Une analyse économique détaillée a révélé qu’une somme additionnelle de 109 millions de dollars par année en financement fédéral des services d’aide à l’enfance était nécessaire pour garantir un niveau d’équivalence de base avec les niveaux de financement provinciaux, supérieurs de 22 %. Les mesures les moins perturbatrices offertes aux familles des Premières nations afin de garder leurs enfants à la maison, en toute sécurité, constituaient le principal poste sous‑financé. Un nombre plus important que nécessaire d’enfants des Premières nations vivant dans une réserve devaient donc être placés en foyer d’accueil (Blackstock, Prakash, Loxley et Wien, 2005).

Une enquête menée dernièrement auprès de 12 organismes de services à l’enfance et à la famille des Premières nations a révélé que les 12 organismes avaient vécu 393 différends en matière de compétences au cours du dernier exercice. Le règlement de chacun d’entre eux a nécessité en moyenne 54,25 heures‑personnes.

2. Recommandations sur l’éducation des Premières nations et la recherche qualitative : L’AFAC appuie les énoncés et les recommandations du vérificateur général du Canada (5.27) : « Affaires indiennes et du Nord Canada, après consultation des Premières nations, devrait élaborer et mettre en œuvre immédiatement une stratégie globale et un plan d’action complet, assortis de cibles, pour combler l’écart de scolarisation. Le Ministère devrait aussi rendre compte de ses progrès au Parlement et aux Premières nations en temps utile. » « Affaires indiennes et du Nord Canada devrait tenter d'obtenir une information fiable et uniforme sur les coûts réels de la prestation des services éducatifs sur les réserves et comparer ces coûts à ceux de services semblables dans les provinces. » (5.51), « Affaires indiennes et du Nord Canada, après consultation des Premières nations, devrait accroître les efforts déployés pour élaborer et appliquer des indicateurs de rendement et de résultats appropriés ainsi que des cibles connexes. » (5.46) et « […] le Ministère doit de toute urgence, après consultation des Premières nations et d'autres parties, définir ses rôles et ses responsabilités ainsi que régler les problèmes de longue date qui touchent l'enseignement primaire et secondaire offert aux Premières nations. Il doit également améliorer son rendement opérationnel et la communication des résultats. » (5.7 : Rapport du vérificateur général de 2011).

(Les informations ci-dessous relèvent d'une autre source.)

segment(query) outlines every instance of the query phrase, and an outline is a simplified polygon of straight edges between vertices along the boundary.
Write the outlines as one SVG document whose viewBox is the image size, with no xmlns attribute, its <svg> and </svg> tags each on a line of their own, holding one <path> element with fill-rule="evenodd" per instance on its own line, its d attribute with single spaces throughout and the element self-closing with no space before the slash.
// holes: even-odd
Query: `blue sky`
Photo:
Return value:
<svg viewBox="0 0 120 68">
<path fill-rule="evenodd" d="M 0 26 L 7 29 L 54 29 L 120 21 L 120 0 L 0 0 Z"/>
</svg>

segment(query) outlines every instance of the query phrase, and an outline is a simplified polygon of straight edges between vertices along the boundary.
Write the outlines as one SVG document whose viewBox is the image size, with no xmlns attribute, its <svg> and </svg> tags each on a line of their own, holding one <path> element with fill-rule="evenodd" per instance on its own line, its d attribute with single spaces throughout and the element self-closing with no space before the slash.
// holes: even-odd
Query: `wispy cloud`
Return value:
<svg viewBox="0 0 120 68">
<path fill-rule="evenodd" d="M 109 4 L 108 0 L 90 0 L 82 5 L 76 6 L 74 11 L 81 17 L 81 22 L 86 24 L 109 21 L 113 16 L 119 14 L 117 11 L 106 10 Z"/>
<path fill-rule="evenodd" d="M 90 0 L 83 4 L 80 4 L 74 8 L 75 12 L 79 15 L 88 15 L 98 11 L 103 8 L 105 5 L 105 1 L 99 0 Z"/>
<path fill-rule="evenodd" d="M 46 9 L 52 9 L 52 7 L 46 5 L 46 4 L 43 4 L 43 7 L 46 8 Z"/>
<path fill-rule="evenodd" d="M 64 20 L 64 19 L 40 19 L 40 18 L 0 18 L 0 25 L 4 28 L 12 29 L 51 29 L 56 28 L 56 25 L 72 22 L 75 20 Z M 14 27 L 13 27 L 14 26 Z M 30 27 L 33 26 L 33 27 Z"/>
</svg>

3. Recommandation de l’AFAC pour une enquête nationale sur les disparitions et les meurtres de femmes et de filles autochtones

L’AFAC demande à tous les gouvernements de payer pour la tenue d’une enquête nationale qui examinerait la question des disparitions et meurtres de femmes et de filles autochtones au pays. Les gouvernements travailleraient en étroite collaboration avec l’Association et les collectivités autochtones à la définition de la portée et de l’organisation d’une enquête du genre et examineraient efficacement le problème de la violence faite aux femmes et aux filles autochtones.



[1] Les renseignements présentés dans le présent mémoire sont principalement tirés d’un rapport parallèle de Cindy Blackstock, Ph.D. intitulé Jordan and Shannen (28 janvier 2011).